From death comes new life

Windows Server administrators in the datacenter face the need to deal with Windows Server 2003 end-of-life support.
Written by David Chernicoff, Contributor

Larry Dignan's posting last week about the latest Intel Xeon lineup potentially being an "economic no brainer" for the upgrade cycle, really got me thinking about what will drive the next upgrade cycle in the Windows Server datacenter environment. A few phone calls got me an interesting consensus opinion though; the upgrade that's on the mind of the datacenter administrators that run Windows isn't the hardware. Their concern right now is on migrating a large number of Windows Server 2003 systems to Windows Server 2008R2.
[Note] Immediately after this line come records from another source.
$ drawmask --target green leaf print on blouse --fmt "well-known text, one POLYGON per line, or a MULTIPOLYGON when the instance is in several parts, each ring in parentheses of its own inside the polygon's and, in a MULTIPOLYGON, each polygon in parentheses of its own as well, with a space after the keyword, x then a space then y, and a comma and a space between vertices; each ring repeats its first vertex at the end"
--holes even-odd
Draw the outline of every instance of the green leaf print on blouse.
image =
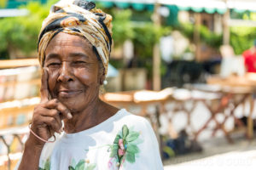
MULTIPOLYGON (((68 170, 94 170, 96 168, 95 163, 90 163, 88 161, 80 160, 78 164, 75 163, 75 161, 73 159, 73 163, 68 167, 68 170)), ((49 159, 44 163, 44 168, 39 167, 38 170, 50 170, 50 162, 49 159)))
MULTIPOLYGON (((136 162, 136 157, 140 152, 137 144, 139 142, 138 132, 128 128, 126 125, 122 128, 122 132, 116 135, 113 144, 111 146, 110 157, 115 158, 118 165, 122 165, 125 161, 130 163, 136 162)), ((113 162, 113 159, 110 160, 113 162)), ((111 163, 109 163, 111 165, 111 163)))
POLYGON ((49 158, 43 164, 44 164, 44 168, 39 167, 38 170, 50 170, 50 162, 49 158))
MULTIPOLYGON (((73 162, 75 162, 74 160, 73 160, 73 162)), ((90 163, 86 162, 85 160, 80 160, 78 164, 69 166, 68 170, 94 170, 96 167, 95 163, 90 163)))

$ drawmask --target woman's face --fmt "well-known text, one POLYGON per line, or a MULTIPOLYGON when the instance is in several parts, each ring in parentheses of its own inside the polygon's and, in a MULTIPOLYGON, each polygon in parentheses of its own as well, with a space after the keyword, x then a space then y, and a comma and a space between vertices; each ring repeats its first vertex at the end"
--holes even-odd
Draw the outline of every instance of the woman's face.
POLYGON ((98 98, 102 73, 91 44, 79 36, 57 34, 45 51, 49 90, 71 112, 84 110, 98 98))

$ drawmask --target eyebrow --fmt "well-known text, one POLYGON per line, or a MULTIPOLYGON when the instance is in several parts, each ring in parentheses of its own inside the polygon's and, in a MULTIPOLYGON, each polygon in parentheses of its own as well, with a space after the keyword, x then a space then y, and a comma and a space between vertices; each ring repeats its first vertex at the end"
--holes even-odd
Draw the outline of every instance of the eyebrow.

The issue isn't, in many cases , of wanting to perform the OS migration because of a perceived need (especially in a managed hosting environment), it's simply the fact that in July of this year, Windows Server 2003 mainstream support retired and moved into the category of Extended   support, with the additional costs and delays that entails.  So this means it's time to move on to Windows Server 2008, at least in the minds of many customers.

Unfortunately, for a lot of businesses, this also means that other changes to their server environment might need to be made.  For example, in Windows Server 2003, Microsoft included support for migration from Novell Directory Services/eDirectory, to Microsoft Active Directory. In Windows Server 2008, this support has been dropped, which means that this directory service migration requires a Windows Server 2003 domain controller to remain in place while the migration is performed. This isn't a big deal in a mixed environment, but if you are end-of-life-ing your Windows Server 2003 installations, you need to make sure that any task that requires that operating system to be in place had better be completed before you pull the plug on that last Server 2003 machine.

This does play well into Intel's server processor strategy, however, as customers are often more willing to do bare metal installs on new hardware at this point in the operating system upgrade cycle. And since businesses tend to evaluate their license needs and physical infrastructure requirements before proceeding with these server OS upgrades, the increased processing power and virtualization/consolidation message should play very well with businesses making this move.